This was an unannounced inspection that took place on 18th November 2015.
Threeways is a residential care home for 6 people who have a learning disability, autism and behaviours that can challenge. People have varied communication needs and abilities. Some people are able to express themselves verbally using one or two words; others use body language to communicate their needs. At the time of inspection there were five people living at the service.
There was a registered manager in post. ‘A registered manager is a person who has registered with the Care Quality Commission to manage the service. Like registered providers, they are ‘registered persons’. Registered persons have legal responsibility for meeting the requirements in the Health and Social Care Act 2008 and associated Regulations about how the service is run.
This is the first inspection since the provider changed its legal entity.
People were not always safe at Threeways. There were times when there were not always enough staff deployed to meet the needs of people. Some people were assessed to have 1:1 staff support. The provider told us “we sometimes do group sharing.” This means that people were sometimes grouped together for activities when there was not enough staff to provide 1:1 support.
Incidents and accidents had not been recorded appropriately. The incident and accident folder did not contain any forms; the provider stated “We do not have any incidents or accidents.”
Staff had some knowledge of safeguarding people and told us what they would do if they had a concern. They knew to report it to the registered manager or to the local authority.

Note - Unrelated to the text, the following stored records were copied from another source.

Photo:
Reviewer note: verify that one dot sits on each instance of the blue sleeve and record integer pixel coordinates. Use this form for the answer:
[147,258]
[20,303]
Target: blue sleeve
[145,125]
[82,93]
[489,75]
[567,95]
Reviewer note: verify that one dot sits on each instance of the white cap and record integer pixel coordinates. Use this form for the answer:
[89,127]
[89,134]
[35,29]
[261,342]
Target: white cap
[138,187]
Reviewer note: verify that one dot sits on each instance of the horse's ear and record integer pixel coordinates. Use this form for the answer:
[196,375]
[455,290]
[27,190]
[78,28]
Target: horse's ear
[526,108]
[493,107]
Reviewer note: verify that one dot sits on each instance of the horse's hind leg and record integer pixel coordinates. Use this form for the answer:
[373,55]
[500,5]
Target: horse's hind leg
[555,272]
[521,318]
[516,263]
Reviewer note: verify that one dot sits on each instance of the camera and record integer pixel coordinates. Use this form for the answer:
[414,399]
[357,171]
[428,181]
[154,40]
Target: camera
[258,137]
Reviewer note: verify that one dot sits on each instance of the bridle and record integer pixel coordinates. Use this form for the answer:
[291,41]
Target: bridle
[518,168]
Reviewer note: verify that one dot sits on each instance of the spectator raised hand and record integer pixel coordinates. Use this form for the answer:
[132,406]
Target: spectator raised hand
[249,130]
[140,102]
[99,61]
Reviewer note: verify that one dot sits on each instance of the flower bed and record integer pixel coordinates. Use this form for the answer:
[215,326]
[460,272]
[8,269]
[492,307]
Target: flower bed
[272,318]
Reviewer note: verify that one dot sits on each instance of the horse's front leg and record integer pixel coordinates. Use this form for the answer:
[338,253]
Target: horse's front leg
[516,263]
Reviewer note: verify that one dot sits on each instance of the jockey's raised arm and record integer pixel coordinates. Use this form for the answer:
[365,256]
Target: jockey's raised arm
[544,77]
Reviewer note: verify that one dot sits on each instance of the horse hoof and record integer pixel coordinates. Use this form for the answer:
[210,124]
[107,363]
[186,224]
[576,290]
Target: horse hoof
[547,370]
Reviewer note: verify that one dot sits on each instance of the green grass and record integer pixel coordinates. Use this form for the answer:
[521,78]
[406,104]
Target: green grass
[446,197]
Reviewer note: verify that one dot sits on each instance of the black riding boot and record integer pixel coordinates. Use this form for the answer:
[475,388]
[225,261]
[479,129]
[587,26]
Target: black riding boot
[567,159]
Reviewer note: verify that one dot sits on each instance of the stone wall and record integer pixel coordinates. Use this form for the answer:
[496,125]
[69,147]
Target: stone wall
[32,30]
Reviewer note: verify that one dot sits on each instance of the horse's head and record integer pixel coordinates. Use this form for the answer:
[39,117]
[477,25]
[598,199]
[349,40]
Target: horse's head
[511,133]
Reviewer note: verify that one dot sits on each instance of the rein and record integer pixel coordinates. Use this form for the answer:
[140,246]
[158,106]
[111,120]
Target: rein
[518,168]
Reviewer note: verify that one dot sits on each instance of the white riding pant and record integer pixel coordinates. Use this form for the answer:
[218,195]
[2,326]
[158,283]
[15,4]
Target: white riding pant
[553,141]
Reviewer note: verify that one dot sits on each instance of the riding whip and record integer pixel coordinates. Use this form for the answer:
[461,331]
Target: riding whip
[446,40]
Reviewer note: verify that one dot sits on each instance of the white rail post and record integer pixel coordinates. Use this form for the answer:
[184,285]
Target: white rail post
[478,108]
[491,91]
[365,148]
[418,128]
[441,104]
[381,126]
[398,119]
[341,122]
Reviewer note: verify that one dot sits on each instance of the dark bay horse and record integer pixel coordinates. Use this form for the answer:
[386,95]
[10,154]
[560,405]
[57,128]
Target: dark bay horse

Risks to people had been assessed, however one person had been identified as a risk of choking. Surrey’s choking policy had not been followed, as the registered manager had not made the appropriate referral to the Speech and Language Therapist. The provider made the referral on the day of inspection.
There were robust checks in place to make sure that staff were suitable before working in the home. Medicines were stored safely and people were given their medicines at the right time in a safe way.
We found the provider had not always met the requirements of the Mental Capacity Act. Peoples consent was not always sought about what care and support they needed. We saw staff leading people around the house by holding onto their wrists or hands.
Some mental capacity assessments had been completed regarding people being able to leave the home and accepting care and support. Relatives and relevant health and social care professionals had been consulted on these decisions.
Staff were not always sufficiently trained to support people. Most staff had not received specific training or had a refresher in current practises in working with people with autism, communication difficulties and physical interventions.
People had access to health professionals such as psychiatrists, dentists, GPs and opticians to ensure their health and wellbeing was maintained. People had enough to eat and drink, but people did not always have a choice as to when they could have it or what they wanted.
The service was not always caring. People were not always involved in making decisions about their care. People did not have individual goals to allow them to develop their skills and life opportunities. People had person centred and care plans in place.
Staff were not always interacting with people in an age appropriate manner; phrases like “good boy” were common place. People’s dignity and privacy was not always respected. Staff did not always knock on people’s bedroom doors.
People did not always receive individualised care that was tailored to their needs. People’s activity timetables were very similar and people did in house group activities together. There was little opportunity to participate in activities out in the community.
A relative told us “We are very pleased our relative is there, it is the best home they have been in, it’s family orientated.” Another relative told us “The family environment the service offers was very relaxing and had helped him in many ways.” Staff supported people to maintain relationships that were important to them.
We observed an activity outdoors; the staff member engaged with the person about road safety, nature and plans for later that day. Staff treated people with kindness and compassion.
There was a complaints policy in place; the registered manager told us that no complaints had been received by the home. However the complaints policy was not on display around the home for people or relatives.
The registered manager and the provider spent most of their working week supporting people. This does not allow them time to develop the service and to drive improvements with regards to staff practise. There were quality audits in place, but they were not always effective as they did not identify any of the areas that have been identified in the report.
Staff told us that they felt the manager was approachable. Staff received regular supervision and there were regular staff meetings.
We found breaches of the Health and Social care Act 2008 (Regulated Activities) Regulations 2014. You can see what action we told the provider to take at the back of the full version of this report.